「チルドリン春のママ祭り」のイベントとして企画されたこの講演会。
その日が近づくにつれ正直、私の気持ちは重くなってきていました。
「育児に参加してきましたよ!」って胸をはって言えない自分に、
少しきついテーマかな、というのが主な理由でしょうが、
反省パパからというスタンスで、これまでもNHK「すくすく子育て」や、多くのパパ企画にかかわってきたので、
それだけじゃないんだろうなと思いながら会場へ向かいました。
スタートはまだ席もまばらで、乳児づれのママさんが多く、
子どもの様子に気をとられてという感じで、さあこれから講演を始めますって雰囲気でもなかったので、
司会の方に紹介してもらったあと、ステージには立たず、皆さんの中に入って話しを聞いてゆくことにしました。

マイクを向けられ、最初は遠慮がちでしたが、
「そうか・・・」「へえ~そうなんだ・・・」と聞いて回るうちに、
少しずつそのままの気持ちや思いを出してもらえるようになってきました。
とあるママは、「夫は協力的でなくて・・・産院から帰宅した翌日、すでに夫はアイマスクと耳栓をして、
隣の部屋で寝てしまいました。そして、次の日は、実家から手伝いに来てくれた母を、わずらわしいと、
帰してしまいました・・・」と話してくれました。
会場からは「信じられないです」「・・膝を突き合わせて話し合うしかないんじゃないですか・・・」
「私だったら、とてもやっていけないと思う・・」「彼女の友人ですが、そんなことがあったなんて
知りませんでした・・」と、コメントがつむがれてゆきます。
私も今回、奥さんに、奥義について恐る恐る聞いていて、手紙をもらっていました。
その話しを途中でさせてもらうと、参加者との一体感をより感じられるようになりました。
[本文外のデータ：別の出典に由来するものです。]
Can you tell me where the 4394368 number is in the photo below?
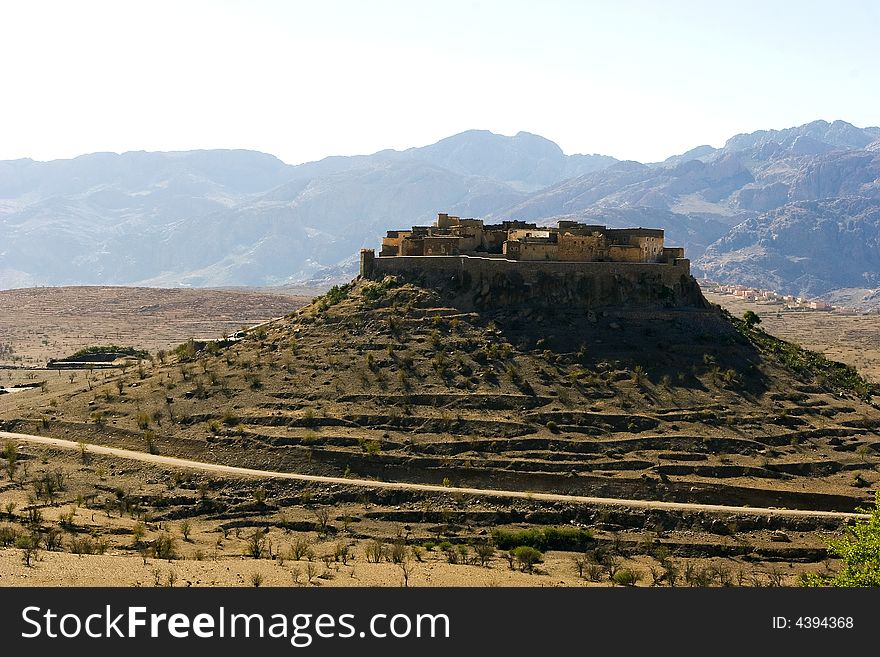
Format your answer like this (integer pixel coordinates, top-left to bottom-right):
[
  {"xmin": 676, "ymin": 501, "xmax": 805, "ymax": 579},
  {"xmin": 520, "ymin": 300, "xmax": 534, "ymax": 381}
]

進行とともに、たくさんの方が集まってきてくれて、30分という短い時間でしたが、
それぞれの状況を皆で共有することができました。
最後は時間の許すかぎり、皆さんからの質問にお答えして、
「皆違っていいんだよ。そのままでね」のメッセージとともに会を終えました。
最後までステージに上がることはなく、講演会というより、
ファシリテーションワークショップのような時間でした。
奥義としてまとめたり、直接の答えをあげたりすることはできなかったかもしれないけど、
参加者の表情が少しずつゆるんでゆき、力がぬけてゆくのを、皆と同じ目線から感じることができ、
これでよかったのかなって思えました。皆に共通の答えなんか見つからないしね。
見えない相手に向けて、マニュアルのような奥義を伝えなきゃって思っていたから、気持ちも重かったのかな。
温かく清々しい空気がその場を包んでくれていて、おかげさまで私もすっかり軽くなっていました。